2030: la mostra di Claudio Morelli al Castel dell’Ovo a Napoli
La rappresentazione della realtà è un fenomeno impreciso: ogni narratore, con una macchina fotografica, una penna, una tastiera, una cinepresa, inscena la sua visione del circostante, le sue ossessioni, i suoi crucci, i suoi demoni, le sue fissazioni. Claudio Morelli, professione fotoreporter, a curriculum collaborazioni con riviste ed agenzie, è un narratore razionale, esplicito, provocatorio. A Castel dell’Ovo, a Napoli, è visitabile gratuitamente, fino al 4 dicembre, la sua mostra 2030, un’ampia retrospettiva sul suo lavoro in Italia e all’estero, tra fotogiornalismo e ritrattistica. Chi scopre o ritrova la fotografia di Morelli, addentrandosi in una delle location più suggestive di Napoli, vive emozioni contrastanti. Alla prima parte della mostra, composta da scatti votati alla cronaca, alla denuncia o una personale visione delle cose (martella sullo schifo del mondo, sugli aspetti più sordidi del nostro vivere “civile”), segue una sezione in bianco e nero dedicata ad una ricerca, tra delicatezza ed erotismo, sulla figura femminile.
Le immagini della prima parte della mostra sono legate alle loro didascalie. Le parole guidano il visitatore alla comprensione di un reportage esistenziale e al contempo collettivo. Ogni fotografia cristallizza un evento di cui abbiamo letto sui giornali o sentito alla tivù:
- l’arresto del boss dei Casalesi, Antonio Iovine
- gli scontri contro le discariche di Terzigno e di Chiaiano, in provincia di Napoli
- le proteste no Expo e no Tav
- il Gay pride
- le perquisizioni a Palazzo Fienga, roccaforte della malavita a Torre Annunziata
- i banchetti luculliani per festeggiare Luigi Cesaro appena eletto presidente della provincia di Napoli
- la consueta uccisione del maiale in Calabria e tanto altro.
Ricordano lo stile di Klein i visi in primissimo piano dei ragazzini esultanti per l’incendio di un campo rom o annichiliti per l’ennesimo omicidio di camorra. E poi c’è la fisima della carne, animale o umana che sia, metafora di un disfacimento emotivo, di una pochezza infinita, di una fine ineluttabile.
Morelli si pone tra questi fatti e il resto del mondo come un vettore, come un interprete.

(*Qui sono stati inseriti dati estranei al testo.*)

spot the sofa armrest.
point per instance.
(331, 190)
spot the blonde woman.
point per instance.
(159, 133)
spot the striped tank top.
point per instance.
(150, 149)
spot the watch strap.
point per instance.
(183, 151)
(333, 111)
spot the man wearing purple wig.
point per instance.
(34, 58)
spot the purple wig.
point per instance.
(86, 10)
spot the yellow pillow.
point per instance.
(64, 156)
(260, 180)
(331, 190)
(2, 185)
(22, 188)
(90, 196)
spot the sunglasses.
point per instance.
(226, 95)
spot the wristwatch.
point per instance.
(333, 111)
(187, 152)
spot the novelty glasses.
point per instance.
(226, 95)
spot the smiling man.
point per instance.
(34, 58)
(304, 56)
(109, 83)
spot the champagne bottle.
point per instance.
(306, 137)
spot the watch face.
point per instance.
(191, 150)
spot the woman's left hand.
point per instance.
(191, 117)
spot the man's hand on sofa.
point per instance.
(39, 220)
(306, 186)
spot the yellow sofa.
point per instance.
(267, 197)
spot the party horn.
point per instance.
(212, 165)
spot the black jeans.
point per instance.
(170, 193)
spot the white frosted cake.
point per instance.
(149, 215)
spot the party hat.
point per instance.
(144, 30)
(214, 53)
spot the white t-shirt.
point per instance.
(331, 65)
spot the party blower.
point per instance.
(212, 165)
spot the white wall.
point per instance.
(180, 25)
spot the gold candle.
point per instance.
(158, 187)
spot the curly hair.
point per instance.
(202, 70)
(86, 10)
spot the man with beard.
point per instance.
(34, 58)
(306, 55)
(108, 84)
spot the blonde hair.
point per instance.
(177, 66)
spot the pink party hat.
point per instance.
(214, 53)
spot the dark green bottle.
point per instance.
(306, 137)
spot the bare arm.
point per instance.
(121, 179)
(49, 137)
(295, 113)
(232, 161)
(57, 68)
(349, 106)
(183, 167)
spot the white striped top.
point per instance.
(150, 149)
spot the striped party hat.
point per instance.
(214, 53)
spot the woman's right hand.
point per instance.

A volte ironizza, altre per niente e non sappiamo se si rattristi per l’orrore, il caos, lo sfacelo. Comunque sia, Morelli resta un osservatore lucido, un comunicatore di riferimento.
Indimenticabile l’immagine del Vesuvio imponente sul Golfo di Napoli sotto in un cielo tempestoso e saettante. Una fotografia sentimentale, irruente, celebrativa di una natura, che nonostante tutto, fa quel che le pare. Non manca un tributo all’immenso Pino Daniele che tante volte nei suoi pezzi ha menzionato la tangenziale, vero supplizio per i napoletani.
Questo mix di realismo ed ipersensibilità sfuma infine in una successione di ritratti in bianco e nero di donne bellissime, tutte diverse, tutte con carattere. L’occhio si posa su qualcosa di delicato e palpitante, anche se riemergere dalla turpitudine è un’impresa.
È una mostra emozionante e senza mezzi termini 2030: chiunque sia disposto a mischiarsi con un’esistenza che non è la sua viaggerà attraverso fatti e situazioni che lo riguardano, in qualche modo.
La mostra è aperta al pubblico dal lunedì al sabato fino alle 18.00, nei giorni festivi e la domenica fino alle 14.00.
Patrocinano la mostra: l’Assessorato alla Cultura e al Turismo del Comune di Napoli, l’Assessorato per lo Sviluppo e la Promozione del Turismo della Regione Campania e la Fondazione Renzo Piano.